I realize I’m being cryptic and annoyingly vague. Sorry – I’ll spill it soon – first Spill Post tomorrow. Have a great week, all.
by Janelle Hanchett
What I learned this week…
- I love the look of sun-kissed tan kid faces. I love the shiny gold streaks the sun brushes across their hair. I love the freckles and the tan lines. It all says “summer” to me. It reminds me of being young and free all day and sunburned, with that perfect exhaustion, that in-the-sun-all-day glow, calm and serenity.
- My kids have those sun-kissed faces right now. [Yes, I know the sun causes cancer. No, I do not make a habit of it. But damn it’s sweet for a while.]
- I no longer have insomnia. I now have wanttosleepallday-ia. It’s nice to have things back to normal. I think.
- Speaking of normal, you know what’s NOT normal? The sleep habits of mothers. Check it out. All freaking week I’m exhausted. I mean my head hits the pillow at 10:30pm and my eyes are aching my body is like lead and my attitude is really not that nice. I wake up with the baby at 5 or 6am questioning suicide. So this morning I have a chance to sleep as late as I want. As LATE AS I WANT – I could catch up on all that sleep. And what do I do? Wake up at 9am. Can’t sleep more. WHY? WHY? WHY?
- Do not talk about ghosts (not even nice ones) ever ever ever around 5-year-olds. If you do, they will suddenly be “scared.” Every night. Even though they’ve been camped on your floor for, oh, I don’t know, FOREVER, they will bump their neediness up a notch, demanding lights on and an adult presence in the room while they fade gently into safe peaceful non-ghost slumber. Fuck me I’m an idiot.
- I mean seriously who the hell talks about ghosts around their 5-year-old?!?
- My son will not pick up his messes without being asked. EVER. If you ask him, he will do one of three things: 1.) Ignore you; 2.) Fall on the ground in agony, struck suddenly immobile by a horrible stomach or head ache; 3.) Move to the area of the mess in question and roll around in it, half playing with it, half moving it around toward where it’s supposed to be.

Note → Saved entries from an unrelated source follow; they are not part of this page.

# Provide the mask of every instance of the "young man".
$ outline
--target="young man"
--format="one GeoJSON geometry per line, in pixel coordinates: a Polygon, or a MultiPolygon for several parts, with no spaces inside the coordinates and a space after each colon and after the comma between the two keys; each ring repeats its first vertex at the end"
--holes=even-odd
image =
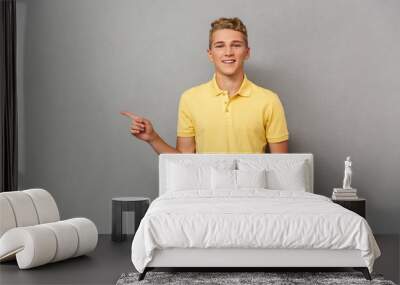
{"type": "Polygon", "coordinates": [[[238,18],[211,24],[211,81],[185,91],[179,101],[176,148],[168,145],[151,122],[131,112],[131,134],[157,153],[288,152],[289,133],[279,97],[249,81],[244,62],[250,56],[245,25],[238,18]]]}

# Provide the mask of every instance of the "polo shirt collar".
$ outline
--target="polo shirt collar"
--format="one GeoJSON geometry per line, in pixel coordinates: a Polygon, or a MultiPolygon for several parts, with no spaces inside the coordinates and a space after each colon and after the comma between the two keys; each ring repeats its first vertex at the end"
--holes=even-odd
{"type": "MultiPolygon", "coordinates": [[[[224,90],[220,89],[218,84],[217,84],[217,79],[215,76],[215,73],[213,75],[213,78],[211,80],[211,86],[213,88],[215,96],[221,95],[224,93],[224,90]]],[[[240,96],[245,96],[248,97],[251,94],[251,82],[247,79],[246,74],[244,75],[242,84],[240,85],[239,91],[237,92],[238,95],[240,96]]]]}

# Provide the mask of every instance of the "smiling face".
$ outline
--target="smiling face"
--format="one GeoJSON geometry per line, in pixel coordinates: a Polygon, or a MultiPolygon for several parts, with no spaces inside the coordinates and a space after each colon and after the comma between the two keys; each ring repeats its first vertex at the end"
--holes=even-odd
{"type": "Polygon", "coordinates": [[[225,76],[243,73],[245,60],[250,56],[244,35],[231,29],[213,32],[208,58],[215,66],[215,72],[225,76]]]}

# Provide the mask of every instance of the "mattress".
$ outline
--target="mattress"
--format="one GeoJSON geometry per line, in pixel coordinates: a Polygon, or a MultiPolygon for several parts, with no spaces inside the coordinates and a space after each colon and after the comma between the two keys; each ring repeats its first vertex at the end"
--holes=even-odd
{"type": "Polygon", "coordinates": [[[372,272],[380,250],[367,221],[327,197],[248,188],[167,192],[153,201],[132,242],[143,272],[157,249],[359,250],[372,272]]]}

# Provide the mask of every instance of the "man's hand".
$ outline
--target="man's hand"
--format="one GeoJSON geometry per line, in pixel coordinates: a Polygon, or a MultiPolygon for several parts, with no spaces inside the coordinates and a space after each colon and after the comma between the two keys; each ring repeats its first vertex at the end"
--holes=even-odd
{"type": "Polygon", "coordinates": [[[130,131],[136,138],[146,142],[152,142],[158,137],[158,134],[153,129],[153,125],[149,120],[131,112],[120,112],[120,114],[132,120],[130,131]]]}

- I have no idea what to do about #7. None. I usually just end up yelling or beating my forehead with a meat tenderizer. [That was a joke.] Suggestions welcome.

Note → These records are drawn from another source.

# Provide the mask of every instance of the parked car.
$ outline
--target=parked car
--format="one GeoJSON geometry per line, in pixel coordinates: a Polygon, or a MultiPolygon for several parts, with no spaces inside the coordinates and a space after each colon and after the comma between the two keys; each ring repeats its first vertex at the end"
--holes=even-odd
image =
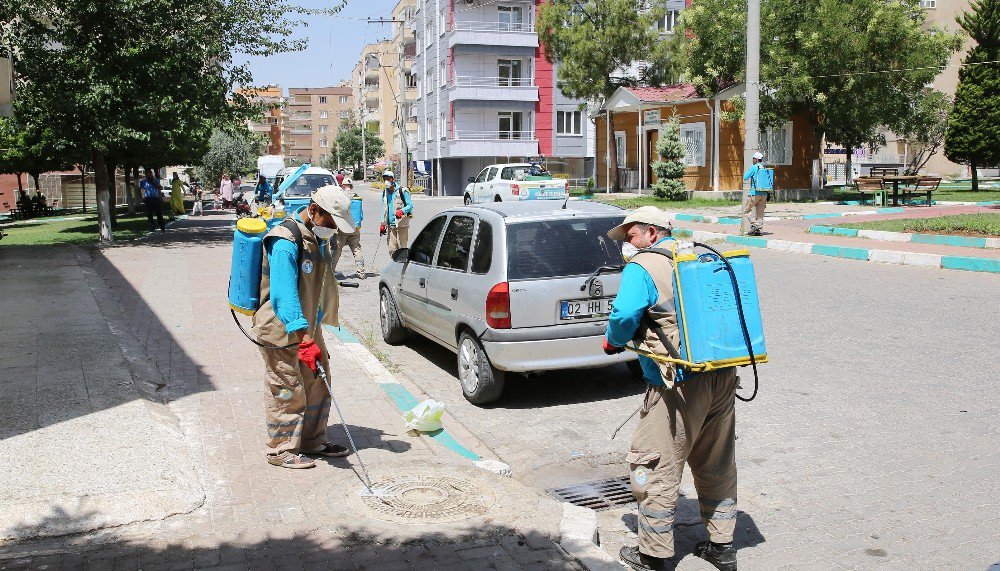
{"type": "Polygon", "coordinates": [[[470,176],[465,204],[516,200],[565,200],[569,181],[552,178],[538,165],[506,163],[490,165],[470,176]]]}
{"type": "Polygon", "coordinates": [[[638,371],[601,347],[624,265],[607,232],[625,211],[594,202],[460,206],[433,218],[382,271],[387,343],[416,333],[455,351],[465,398],[495,401],[507,373],[638,371]]]}
{"type": "MultiPolygon", "coordinates": [[[[281,183],[286,178],[291,177],[298,171],[298,167],[287,167],[278,171],[274,181],[274,190],[277,193],[281,183]]],[[[301,175],[295,178],[292,184],[285,190],[283,198],[285,209],[294,212],[301,206],[306,206],[312,199],[312,193],[318,188],[336,184],[333,173],[322,167],[308,167],[301,175]]]]}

- I really want to send my kids to summer camp one week this summer, so they get to experience something cool at least once. But good god almighty it’s expensive. Shiiittt. Why do things seem so different than when I was a kid? Am I that old? We had no money, and I went to summer camp. I don’t get it.
- Next weekend we’re going camping in Lake Tahoe with some of our favorite people in the world, which I’m hoping will balance the fact that camping with an 11-month old is freaking miserable. I do not learn. I don’t.

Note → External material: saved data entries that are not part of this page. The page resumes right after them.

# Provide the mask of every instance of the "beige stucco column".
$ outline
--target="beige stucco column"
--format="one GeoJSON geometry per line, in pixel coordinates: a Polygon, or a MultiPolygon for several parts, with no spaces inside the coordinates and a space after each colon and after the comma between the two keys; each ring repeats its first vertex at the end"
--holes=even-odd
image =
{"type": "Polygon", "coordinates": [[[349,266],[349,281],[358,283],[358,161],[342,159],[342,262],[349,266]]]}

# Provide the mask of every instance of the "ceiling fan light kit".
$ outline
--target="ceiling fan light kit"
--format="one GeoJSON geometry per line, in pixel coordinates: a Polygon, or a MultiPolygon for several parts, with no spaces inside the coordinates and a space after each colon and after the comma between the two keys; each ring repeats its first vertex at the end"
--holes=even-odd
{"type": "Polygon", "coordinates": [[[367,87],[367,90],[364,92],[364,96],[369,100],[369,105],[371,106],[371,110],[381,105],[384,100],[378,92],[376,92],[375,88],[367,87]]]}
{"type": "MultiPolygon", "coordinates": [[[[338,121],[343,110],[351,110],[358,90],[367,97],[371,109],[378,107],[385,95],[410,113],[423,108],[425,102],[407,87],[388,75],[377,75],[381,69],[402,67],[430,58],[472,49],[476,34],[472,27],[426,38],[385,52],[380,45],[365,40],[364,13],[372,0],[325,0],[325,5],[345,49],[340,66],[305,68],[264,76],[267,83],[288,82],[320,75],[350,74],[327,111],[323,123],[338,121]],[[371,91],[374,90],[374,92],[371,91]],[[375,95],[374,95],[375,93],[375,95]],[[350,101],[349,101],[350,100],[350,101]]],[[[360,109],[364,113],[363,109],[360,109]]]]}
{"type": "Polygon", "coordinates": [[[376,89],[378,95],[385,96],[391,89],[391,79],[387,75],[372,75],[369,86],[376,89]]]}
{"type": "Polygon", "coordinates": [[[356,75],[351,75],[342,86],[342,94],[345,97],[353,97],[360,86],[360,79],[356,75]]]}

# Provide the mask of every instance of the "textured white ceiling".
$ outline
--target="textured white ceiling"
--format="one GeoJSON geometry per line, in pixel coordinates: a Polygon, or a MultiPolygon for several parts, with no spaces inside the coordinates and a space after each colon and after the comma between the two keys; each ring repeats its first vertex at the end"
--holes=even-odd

- I don’t love mariachi music. From my house we hear it pretty much all day during weekends (our neighbors, evidently, love it). I hear it right now in fact. And no matter how long I listen to it, I don’t really dig it. Live it’s okay. Of course being forced to hear any music all freaking day long is pretty damn annoying. Oh well. More proof I belong in a nice quiet yurt in Borneo.
Have a great week.
You can't really tell how tan they are from this picture, but they are. And it's lovely.